The Union Act, 1840 had merged the two provinces of Upper Canada and Lower Canada into the Province of Canada, with a single Parliament. The separate parliaments of Lower Canada and Upper Canada were abolished. The Union Act provided that the pre-existing electoral boundaries of Upper Canada would continue to be used in the new Parliament, unless altered by the Union Act itself.

Lennox and Addington Counties had been an electoral district in the Legislative Assembly of Upper Canada. Their boundaries were not altered by the Union Act. Those boundaries had originally been set by a proclamation of the first Lieutenant Governor of Upper Canada, John Graves Simcoe, in 1792, defining the two separate counties of Addington and Lennox (originally called Lenox):

That the eighth of the said counties be hereafter called by the name of the county of Addington; which county is to be bounded on the east by the westernmost line of the county of Frontenac, on the south by lake Ontario, to the westernmost boundary of the late township of Ernestown, and on the west by the easternmost boundary line .of the township of Fredericksburgh, running north thirty-one degrees west until it meets the Ottawa or Grand river, thence descending the said river until it meets the northwesternmost boundary of the county of Frontenac; comprehending within the said county all the islands nearest to it, in the whole or greater part fronting the same.

That the ninth of the said counties be hereafter called by the name of the county of Lenox; which county is to be bounded on the east by the westernmost line of the county of Addington, on the south and west by the bay of Quinte, to the easternmost boundary of the Mohawk village, thence by a line along the westernmost boundary of the late township of Richmond, running north sixteen degrees west to the depth of twelve miles, thence running north seventy-four degrees east until it meets the northwesternmost boundary of the county of Addington; and comprehending all the islands in the bays and nearest to the shores thereof.

The boundaries had been further defined by a statute of Upper Canada in 1798:

That the townships of Ernesttown, Fredericksburgh, Adolphustown, Richmond, Camden (distinguished by being called Camden East,) Amherst Island, and Sheffield, do constitute and form the incorporated Counties of Lenox and Addington.

Since Lennox and Addington were not changed by the Union Act, those boundaries continued to be used for the new electoral district.
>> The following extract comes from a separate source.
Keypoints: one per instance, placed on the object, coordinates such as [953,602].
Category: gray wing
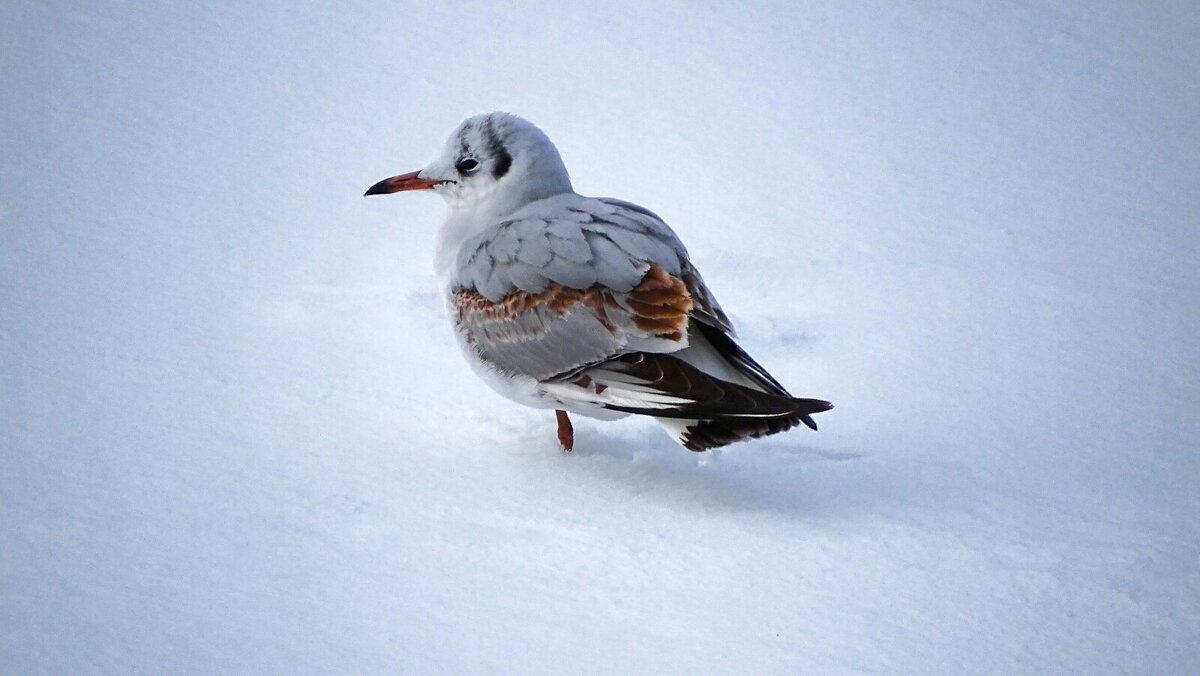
[574,281]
== Members of the Legislative Assembly ==

The district of Lennox and Addington was represented by one member in the Legislative Assembly. The following were the members for Lennox and Addington.

| Parliament | Years | Member |  | Party |
|---|---|---|---|---|
| 1st Parliament 1841–1844 | 1841–1844 | John Solomon Cartwright |  | Unionist; Compact Tory |

== Abolition ==

The electoral district was abolished on July 1, 1867, when the British North America Act, 1867 came into force, creating Canada and splitting the Province of Canada into Quebec and Ontario. It was succeeded by electoral districts of Leeds North and Leeds South in both the House of Commons of Canada and the Legislative Assembly of Ontario.